In un modo o nell’altro, ci sono situazioni che accomunano le famiglie in ogni parte del mondo. Le liti sull’eredità rientrano sicuramente fra queste, insieme a un altro fatidico tema di controversia nelle case: la disparità di trattamento tra i figli, vera o presunta che sia. Molti genitori non dividono l’eredità in parti uguali tra i figli, come dimostrano analisi effettuate negli Stati Uniti e nel Regno Unito.
Quest’ultimo, in particolare, ha fatto da teatro a una vicenda assai comune e per questo fortemente emblematica, tant’è che sta dividendo il web in fazioni. Un padre ha deciso di dividere l’eredità in parti uguali tra i tre figli, ma la madre si è opposta a questa decisione, ritenendo che sarebbe stato più giusto considerare le diverse necessità e redditi di ognuno. Dove risiede davvero l’equità? Parti matematicamente corrispondenti per assicurare l’uguaglianza o commisurate ai bisogni per privilegiare la parità del trattamento?
Dividere l’eredità tra i figli, parti uguali o no?
Dal punto di vista prettamente giuridico, ovviamente parlando dell’Italia, i genitori non sono obbligati a dividere l’eredità in parti uguali tra i figli. Questi ultimi, in qualità di eredi legittimari, hanno diritto ad alcune quote sul patrimonio del genitore che sono effettivamente uguali, ma possono essere accresciute senza problemi. Le quote di legittima dei figli sono una sorta di “minimo garantito”, ma sottraendole dal patrimonio ereditario (insieme alla legittima del coniuge superstite) resta comunque una parte, la quota disponibile, che il testatore può usare del tutto liberamente, anche accrescendo in modo diseguale i lasciti ai figli.

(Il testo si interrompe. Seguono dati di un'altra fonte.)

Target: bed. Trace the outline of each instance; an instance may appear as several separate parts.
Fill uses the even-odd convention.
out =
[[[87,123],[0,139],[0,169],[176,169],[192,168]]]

Facciamo un esempio pratico per comprendere meglio la situazione, prendendo spunto proprio dalla vicenda richiamata: marito, moglie e tre figli della coppia. In base alle nostre leggi, in presenza di più figli, metà dell’eredità va a loro divisa in parti uguali per teste e 1/4 al coniuge. Rimane così 1/4 del patrimonio ereditario, che in assenza di testamento viene diviso proporzionalmente alle quote tra gli eredi ma che le disposizioni possono assegnare in modo discrezionale.
leggi anche
Come si divide l’eredità tra fratelli e sorelle
Fingiamo quindi che il padre lasci un patrimonio di 500.000 euro. Di questi, 250.000 euro devono essere divisi tra i figli. Essendo tre nel nostro esempio, si tratta di un minimo poco superiore a 83.300 euro ciascuno. La moglie, invece, ha diritto a 125.000 euro, pari alla somma che resta nella quota disponibile. Garantendo queste quote ai legittimari, il testatore può usare i 125.000 euro disponibili come meglio crede. Potrebbe, ad esempio, scegliere di lasciarli tutti alla moglie, dividerli tra i figli o darli a uno solo di loro e così via. Un’operazione che però deve essere compiuta con il testamento o con donazioni effettuate in vita.
In ogni caso, uno dei figli potrebbe ben ricevere più di 208.000 e gli altri due poco più di 83.300, senza che questi possano opporsi. Se poi ciò sia consigliabile o preferibile sta alla discrezionalità del testatore e non dipende dalla volontà di nessun altro, coniuge incluso. Tendenzialmente, si dovrebbe sempre cercare l’uguaglianza sostanziale e non solo formale, come promosso dalla nostra Costituzione.
Un principio che può riflettersi, oltre che sul valore in sé, sulla scelta dei beni e di altri diritti, come l’usufrutto. Se un figlio ha difficoltà economiche e una famiglia numerosa mentre gli altri due hanno carriere ben avviate potrebbe apparire più giusto lasciare di più al primo, ma c’è anche chi usa l’eredità per premiare risultati che giudica meritevoli. Insomma, l’unica regola a livello legale è quella della legittima, il resto spetta alla volontà del testatore e non deve neanche essere giustificato.
Il fatto che sempre più famiglie scelgano quote diverse è da leggere tenendo conto delle difficoltà che sempre più giovani affrontano, potendo facilmente creare disparità reddituali, anche per la differenza di età tra fratelli. Infine, è bene sapere che i legittimari non sono obbligati a impugnare il testamento che lede le quote di legittima. Spiegare le proprie ragioni in modo approfondito e appellarsi al buon senso e alla solidarietà familiare non è escluso, per quanto non vi siano certezze a tal proposito.